Oggi si festeggia l’Assunzione di Maria in cielo per i cattolici e la Dormitio Mariae per i fratelli ortodossi: due modi di intendere lo stesso glorioso mistero della morte della Madre di Dio.
Per entrambe le chiese cristiane Maria è sempre stata vista come il riscatto della donna, in contrapposizione a Eva, ovvero a colei che mediante quel gesto di ribellione a Dio, denominato peccato originale nel libro della Genesi, fu cacciata insieme ad Adamo dal Paradiso, passando dall’eternità all’essere mortale, come punizione divina. Maria, vergine prescelta per divenire la Madre di Dio, per questo nata senza peccato originale, non ‘eredita’ dunque dalla progenitrice Eva la punizione della morte, questo è il senso mariano al versetto del Genesi, noto con il nome di Protoevangelo: “Stabilirò inimicizia fra te e la donna, fra la sua generazione e la tua, essa ti schiaccerà il capo”. L’Immacolata Concezione, la piena di grazia, benedetta fra tutte le donne e soprattutto Madre del Signore, non può morire! Questo a sostegno della Dormitio Virginis, ove il termine “dormizione” deriva dalla dottrina, sostenuta da gran parte dei teologi, che Maria non sarebbe veramente morta, ma sarebbe soltanto caduta in un sonno profondo (come accaduto alla figlia di Giairo), dopodiché sarebbe stata assunta in cielo. La festa della Dormitio Mariae, viene istituita a Bisanzio agli inizi del secolo VII con decreto dell’Imperatore Maurizio, mentre la festa dell’Assunzione sarà successivamente introdotta a Roma verso l’anno 650, e Papa Pio XII proclamerà solennemente nella Bolla Munificentissimus Deus, dell’1-11-1950, con il consenso unanime di vescovi e fedeli, “il dogma rivelato che Maria, l’Immacolata Madre di Dio, sempre Vergine, al termine della sua vita terrena, fu elevata, anima e corpo, alla gloria del cielo”. Nell’ambito della mariologia cattolica esiste anche un’altra ipotesi teologica sulla morte della Madonna: essendo stata Maria preservata dal peccato originale per i meriti di Cristo (in altre parole, a Maria sono stati applicati in anticipo i frutti della redenzione), ed essendo Maria la prima redenta da suo Figlio, ella segue il Figlio anche nella morte ma, come per il Figlio, il suo corpo viene preservato dalla corruzione e assunto in cielo.
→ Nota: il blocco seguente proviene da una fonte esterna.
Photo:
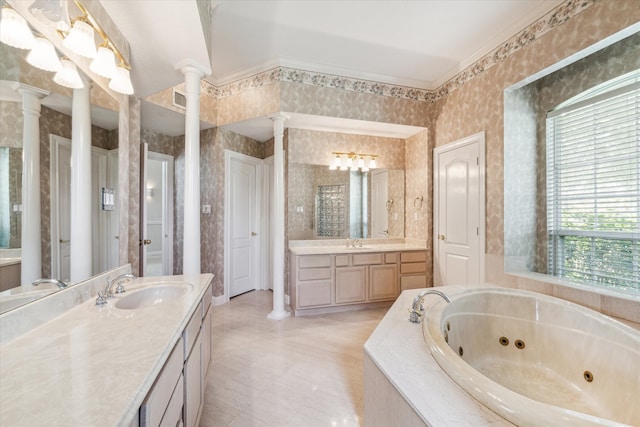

Celebre l’orazione Veneranda nobis, che si recitava quando partiva la processione, che precedeva la Messa. “Signore, dobbiamo venerare la festa di questo giorno nel quale la Santa Madre di Dio fu sottomessa alla morte temporale. Ella tuttavia non poté essere trattenuta dai legami della morte, avendo generato nella sua propria sostanza il vostro Figlio incarnato, nostro Signore”.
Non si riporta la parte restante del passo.